A Method for Accounting for Test Fixture Compliance when Estimating Proximal Femur Stiffness Journal of Biomechanics. Sep, 2016 | Pubmed ID: 27521186 Fracture testing of cadaveric femora to obtain strength and stiffness information is an active area of research in developing tools for diagnostic prediction of bone strength. These measurements are often used in the estimation and validation of companion finite element models constructed from the femora CT scan data, therefore, the accuracy of the data is of paramount importance.

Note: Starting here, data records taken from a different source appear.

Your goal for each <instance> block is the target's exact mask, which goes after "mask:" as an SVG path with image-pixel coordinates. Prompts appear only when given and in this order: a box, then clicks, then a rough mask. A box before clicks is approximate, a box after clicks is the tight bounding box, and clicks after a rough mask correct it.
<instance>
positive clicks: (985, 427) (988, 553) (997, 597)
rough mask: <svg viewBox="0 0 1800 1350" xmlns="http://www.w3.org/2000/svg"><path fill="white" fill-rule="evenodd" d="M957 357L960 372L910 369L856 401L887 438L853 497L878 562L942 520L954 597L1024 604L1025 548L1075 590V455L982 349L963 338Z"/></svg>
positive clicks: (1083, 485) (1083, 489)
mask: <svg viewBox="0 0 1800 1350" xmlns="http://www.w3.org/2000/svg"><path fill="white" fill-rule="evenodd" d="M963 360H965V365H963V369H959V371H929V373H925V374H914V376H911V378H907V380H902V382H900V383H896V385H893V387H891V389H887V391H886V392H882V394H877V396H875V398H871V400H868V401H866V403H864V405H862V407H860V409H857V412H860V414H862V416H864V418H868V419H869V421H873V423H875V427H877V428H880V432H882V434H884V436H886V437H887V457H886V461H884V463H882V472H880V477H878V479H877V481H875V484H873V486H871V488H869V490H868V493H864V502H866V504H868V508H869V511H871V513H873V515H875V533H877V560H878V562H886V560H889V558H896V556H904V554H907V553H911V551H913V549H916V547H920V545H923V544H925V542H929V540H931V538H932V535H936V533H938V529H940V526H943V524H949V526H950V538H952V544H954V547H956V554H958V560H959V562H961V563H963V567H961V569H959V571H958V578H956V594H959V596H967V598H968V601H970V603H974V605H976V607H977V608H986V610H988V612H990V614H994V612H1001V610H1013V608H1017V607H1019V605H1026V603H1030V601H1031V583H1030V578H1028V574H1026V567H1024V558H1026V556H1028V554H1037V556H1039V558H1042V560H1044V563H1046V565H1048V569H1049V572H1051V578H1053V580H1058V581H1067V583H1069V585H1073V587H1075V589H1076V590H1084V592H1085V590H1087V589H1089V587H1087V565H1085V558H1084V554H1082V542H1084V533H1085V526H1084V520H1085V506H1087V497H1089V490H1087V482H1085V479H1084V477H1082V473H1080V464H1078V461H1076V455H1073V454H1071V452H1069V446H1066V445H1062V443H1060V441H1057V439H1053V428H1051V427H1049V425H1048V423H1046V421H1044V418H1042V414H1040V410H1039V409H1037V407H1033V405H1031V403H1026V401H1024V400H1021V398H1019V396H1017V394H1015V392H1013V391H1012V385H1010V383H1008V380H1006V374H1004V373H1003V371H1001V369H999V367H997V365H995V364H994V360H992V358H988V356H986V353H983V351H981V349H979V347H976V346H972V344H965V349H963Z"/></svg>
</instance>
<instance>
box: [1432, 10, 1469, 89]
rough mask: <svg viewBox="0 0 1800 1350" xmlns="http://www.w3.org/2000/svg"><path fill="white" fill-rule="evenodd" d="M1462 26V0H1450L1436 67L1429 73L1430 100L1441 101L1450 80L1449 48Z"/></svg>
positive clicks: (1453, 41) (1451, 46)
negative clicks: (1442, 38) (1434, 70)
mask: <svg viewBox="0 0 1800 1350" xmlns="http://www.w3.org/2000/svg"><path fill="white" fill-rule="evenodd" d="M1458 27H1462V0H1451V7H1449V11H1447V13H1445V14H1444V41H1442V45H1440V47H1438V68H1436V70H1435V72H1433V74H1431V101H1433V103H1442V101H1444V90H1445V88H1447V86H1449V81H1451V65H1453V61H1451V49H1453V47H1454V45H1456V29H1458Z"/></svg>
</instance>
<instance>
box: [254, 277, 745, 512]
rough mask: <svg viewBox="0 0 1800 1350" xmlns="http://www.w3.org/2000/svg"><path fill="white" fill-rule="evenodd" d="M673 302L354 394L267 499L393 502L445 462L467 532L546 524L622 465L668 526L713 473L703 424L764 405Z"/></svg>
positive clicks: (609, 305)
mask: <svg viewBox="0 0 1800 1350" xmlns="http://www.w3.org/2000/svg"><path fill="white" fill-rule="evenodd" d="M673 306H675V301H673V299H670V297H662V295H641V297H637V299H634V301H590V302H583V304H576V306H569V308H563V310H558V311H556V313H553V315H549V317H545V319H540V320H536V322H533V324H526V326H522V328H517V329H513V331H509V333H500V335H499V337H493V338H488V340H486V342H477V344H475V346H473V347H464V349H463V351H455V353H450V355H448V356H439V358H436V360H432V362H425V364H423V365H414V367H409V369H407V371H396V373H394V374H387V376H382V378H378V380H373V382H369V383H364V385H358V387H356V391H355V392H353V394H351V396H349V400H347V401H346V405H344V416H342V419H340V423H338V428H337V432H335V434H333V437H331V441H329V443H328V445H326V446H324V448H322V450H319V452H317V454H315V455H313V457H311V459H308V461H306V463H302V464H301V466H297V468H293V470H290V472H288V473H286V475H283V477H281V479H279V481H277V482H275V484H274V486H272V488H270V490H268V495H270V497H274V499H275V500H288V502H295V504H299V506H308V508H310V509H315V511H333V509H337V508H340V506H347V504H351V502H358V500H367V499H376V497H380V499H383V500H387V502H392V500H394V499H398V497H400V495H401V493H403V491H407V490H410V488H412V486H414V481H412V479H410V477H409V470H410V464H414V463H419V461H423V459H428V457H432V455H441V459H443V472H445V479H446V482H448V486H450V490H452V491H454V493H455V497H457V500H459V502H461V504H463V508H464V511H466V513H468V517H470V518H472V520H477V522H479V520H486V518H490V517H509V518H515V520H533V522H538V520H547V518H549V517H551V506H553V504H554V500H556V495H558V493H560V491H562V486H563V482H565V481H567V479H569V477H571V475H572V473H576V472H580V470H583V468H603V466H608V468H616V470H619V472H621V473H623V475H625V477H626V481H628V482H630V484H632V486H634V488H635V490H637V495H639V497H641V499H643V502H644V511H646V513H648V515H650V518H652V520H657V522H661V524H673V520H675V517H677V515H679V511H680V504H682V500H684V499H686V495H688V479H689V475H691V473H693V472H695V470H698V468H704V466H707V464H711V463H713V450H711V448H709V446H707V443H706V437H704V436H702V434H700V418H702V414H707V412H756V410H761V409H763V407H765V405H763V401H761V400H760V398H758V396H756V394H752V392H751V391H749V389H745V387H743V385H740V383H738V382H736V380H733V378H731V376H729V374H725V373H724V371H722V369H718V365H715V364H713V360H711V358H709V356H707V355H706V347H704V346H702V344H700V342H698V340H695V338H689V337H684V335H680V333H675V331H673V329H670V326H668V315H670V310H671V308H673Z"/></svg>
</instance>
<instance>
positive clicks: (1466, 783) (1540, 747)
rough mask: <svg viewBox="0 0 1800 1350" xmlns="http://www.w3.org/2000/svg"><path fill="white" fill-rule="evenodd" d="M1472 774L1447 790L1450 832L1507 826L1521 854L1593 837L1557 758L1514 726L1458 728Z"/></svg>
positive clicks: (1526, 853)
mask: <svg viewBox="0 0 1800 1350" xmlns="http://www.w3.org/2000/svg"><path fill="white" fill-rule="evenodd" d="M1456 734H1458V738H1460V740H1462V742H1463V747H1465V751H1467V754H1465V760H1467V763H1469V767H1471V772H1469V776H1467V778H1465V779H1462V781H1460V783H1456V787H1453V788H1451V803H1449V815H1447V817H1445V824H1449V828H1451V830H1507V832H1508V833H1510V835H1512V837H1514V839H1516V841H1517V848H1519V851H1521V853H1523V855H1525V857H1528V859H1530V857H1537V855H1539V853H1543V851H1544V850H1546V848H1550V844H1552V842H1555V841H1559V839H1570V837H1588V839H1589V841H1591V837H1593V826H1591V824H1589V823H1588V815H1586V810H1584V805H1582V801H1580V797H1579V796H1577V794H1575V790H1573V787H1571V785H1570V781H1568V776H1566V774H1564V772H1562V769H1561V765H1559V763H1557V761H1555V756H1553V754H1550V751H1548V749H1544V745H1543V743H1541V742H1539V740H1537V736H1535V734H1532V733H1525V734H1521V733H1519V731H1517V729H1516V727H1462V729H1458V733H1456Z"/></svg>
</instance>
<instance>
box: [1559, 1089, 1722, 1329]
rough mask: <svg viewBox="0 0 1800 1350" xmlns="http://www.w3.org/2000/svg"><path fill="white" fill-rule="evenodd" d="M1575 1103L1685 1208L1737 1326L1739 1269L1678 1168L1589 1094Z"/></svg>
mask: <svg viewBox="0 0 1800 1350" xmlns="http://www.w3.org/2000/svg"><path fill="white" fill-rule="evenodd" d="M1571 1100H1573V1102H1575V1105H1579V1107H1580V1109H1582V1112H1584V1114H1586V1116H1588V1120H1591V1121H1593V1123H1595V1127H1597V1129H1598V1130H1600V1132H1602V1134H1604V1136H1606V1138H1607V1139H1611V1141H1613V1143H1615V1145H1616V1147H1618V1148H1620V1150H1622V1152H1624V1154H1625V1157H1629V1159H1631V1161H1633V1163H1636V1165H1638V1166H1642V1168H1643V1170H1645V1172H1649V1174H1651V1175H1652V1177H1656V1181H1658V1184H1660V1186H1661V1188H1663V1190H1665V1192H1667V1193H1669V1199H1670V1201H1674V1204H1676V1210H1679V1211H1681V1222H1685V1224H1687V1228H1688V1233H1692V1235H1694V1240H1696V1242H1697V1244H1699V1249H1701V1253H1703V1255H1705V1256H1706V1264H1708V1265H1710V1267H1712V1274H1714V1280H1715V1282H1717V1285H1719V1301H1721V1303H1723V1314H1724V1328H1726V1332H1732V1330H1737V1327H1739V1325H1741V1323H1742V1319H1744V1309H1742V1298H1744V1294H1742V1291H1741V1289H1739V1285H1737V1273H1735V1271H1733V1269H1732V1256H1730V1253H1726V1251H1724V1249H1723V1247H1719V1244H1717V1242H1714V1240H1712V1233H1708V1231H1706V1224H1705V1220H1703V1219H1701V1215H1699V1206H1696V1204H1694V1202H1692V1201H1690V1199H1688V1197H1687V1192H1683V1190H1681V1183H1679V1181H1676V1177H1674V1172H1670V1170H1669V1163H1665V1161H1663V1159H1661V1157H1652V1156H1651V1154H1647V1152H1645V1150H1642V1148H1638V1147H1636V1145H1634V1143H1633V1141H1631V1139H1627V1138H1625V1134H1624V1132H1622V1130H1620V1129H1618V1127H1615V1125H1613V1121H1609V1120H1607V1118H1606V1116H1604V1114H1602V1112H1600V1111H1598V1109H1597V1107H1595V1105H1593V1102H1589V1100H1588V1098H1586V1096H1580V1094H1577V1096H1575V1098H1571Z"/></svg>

However, experimental stiffness calculated from force-displacement data has largely been ignored by most researchers due to inherent error in the differential displacement measurement obtained when not accounting for testing apparatus compliance. However, having such information is necessary for validation of computational models. Even in the few cases when fixture compliance was considered the measurements showed large lab-to-lab variation due to lack of standardization in fixture design. We examined the compliance of our in-house designed cadaveric femur test fixture to determine the errors we could expect when calculating stiffness from the collected experimental force-displacement data and determined the stiffness of the test fixture to be more than 10 times the stiffness of the stiffest femur in a sample of 44 femora. When correcting the apparent femur stiffness derived from the original data, we found that the largest stiffness was underestimated by about 10%. The study confirmed that considering test fixture compliance is a necessary step in improving the accuracy of fracture test data for characterizing femur stiffness, and highlighted the need for test fixture design standardization for proximal femur fracture testing.